The Florida SBDC Network has a team of qualified international trade specialists ready to help you prepare to grow your business and reduce the barriers to exporting. In 2022, our network was awarded federal funding from the U.S. Small Business Association’s State Trade Expansion Program (STEP).  STEP services provided by the Florida SBDC Network including funding that will be offered to eligible export clients as a reimbursement for costs incurred for export and trade related missions including:

  • Travel Reimbursement for Trade Shows/Export Missions 
  • Trade Mission Support – Concierge Services 
  • US Department of Commerce Single Company Promotions 
  • Translation of Export/Trade Show Materials
  • Export Credit Insurance Fees

STEP funding will also be utilized to support Export Marketing Plans.  The export marketing plans offered by our network – in partnership with Enterprise Florida – assists qualified new-to-export manufacturers and service providers with overseas growth strategies through the development of customized Export Marketing Plans. The Export Marketing Plan includes:

  • a thorough readiness assessment
  • industry and market analysis with target market recommendations
  • a review of overseas trade opportunities
  • and an action plan that may include trade mission participation.

Technology and R&D

Only 26% of small businesses have ever pursued any IP protection, according to our results.

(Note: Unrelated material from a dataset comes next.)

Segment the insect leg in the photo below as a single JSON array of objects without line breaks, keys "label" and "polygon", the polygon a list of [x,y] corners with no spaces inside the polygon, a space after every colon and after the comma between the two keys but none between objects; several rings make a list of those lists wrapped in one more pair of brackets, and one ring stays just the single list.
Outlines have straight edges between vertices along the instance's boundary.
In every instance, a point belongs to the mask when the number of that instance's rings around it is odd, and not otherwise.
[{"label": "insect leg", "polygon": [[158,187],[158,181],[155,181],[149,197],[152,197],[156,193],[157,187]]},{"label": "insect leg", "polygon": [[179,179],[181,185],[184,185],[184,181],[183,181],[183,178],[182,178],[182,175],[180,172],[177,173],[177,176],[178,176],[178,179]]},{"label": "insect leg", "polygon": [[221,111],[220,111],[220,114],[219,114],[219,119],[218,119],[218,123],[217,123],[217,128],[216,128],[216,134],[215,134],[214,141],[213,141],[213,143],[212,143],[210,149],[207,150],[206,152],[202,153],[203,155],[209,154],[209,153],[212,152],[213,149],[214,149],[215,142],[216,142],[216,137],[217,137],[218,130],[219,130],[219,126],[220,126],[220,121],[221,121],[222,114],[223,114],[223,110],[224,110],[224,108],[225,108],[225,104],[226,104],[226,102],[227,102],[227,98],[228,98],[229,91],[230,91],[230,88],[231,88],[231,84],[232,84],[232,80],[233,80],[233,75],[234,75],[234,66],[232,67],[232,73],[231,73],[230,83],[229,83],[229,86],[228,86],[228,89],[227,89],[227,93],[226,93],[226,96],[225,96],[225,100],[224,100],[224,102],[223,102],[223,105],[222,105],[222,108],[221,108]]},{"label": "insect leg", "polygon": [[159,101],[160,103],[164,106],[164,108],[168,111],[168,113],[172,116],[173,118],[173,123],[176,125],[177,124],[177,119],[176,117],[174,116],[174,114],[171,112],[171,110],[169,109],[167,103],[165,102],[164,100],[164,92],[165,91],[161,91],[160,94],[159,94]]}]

While 53% of our respondents were service-oriented, the remainder were producers of goods. Some businesses felt like commercialization wasn’t the right choice for them (36%), while others had tried to commercialize their products before but weren’t currently mass producing (40%). The remainder (24%) had successfully commercialized their products.

When those businesses pursued commercialization, respondents shared they most commonly used personal funding (53%) or grants (39%) to fund the effort. The Florida SBDC Network has experts available to assist in package development for two key programs, the Small Business Innovation Research (SBIR) program and the Small Business Technology Transfer (STTR). These programs are highly competitive and encourage domestic small businesses to engage in Federal Research/Research and Development (R/R&D) that has the potential for commercialization. They were less often pursued by survey respondents, with 37% pursuing SBIR and 26% pursuing STTR. Expert, no-cost assistance helped reduce the burden on seeking this valuable funding to commercialize your business. 

To explore the results more, visit the dashboard here. To request consulting from one of our expert consultants across the state, complete the form here

About the Study

The “Business Environment” survey was conducted using a paid panel between August 25th and September 20th, 2022. Survey requirements included informed consent; age 18+; and Florida residents. Enforced quotas were placed to maintain racial and ethnic distributions according to overall Florida population numbers. Afterward, the gender field was weighted to reflect the Florida population and that weighting scheme has been used in the analysis and all of the following results. While we surveyed both business owners and the general public, the general public received only a handful of questions. Based on our response level and the population of 3 million businesses in the state, there is roughly a 2.5% Margin of Error at the 95% confidence level.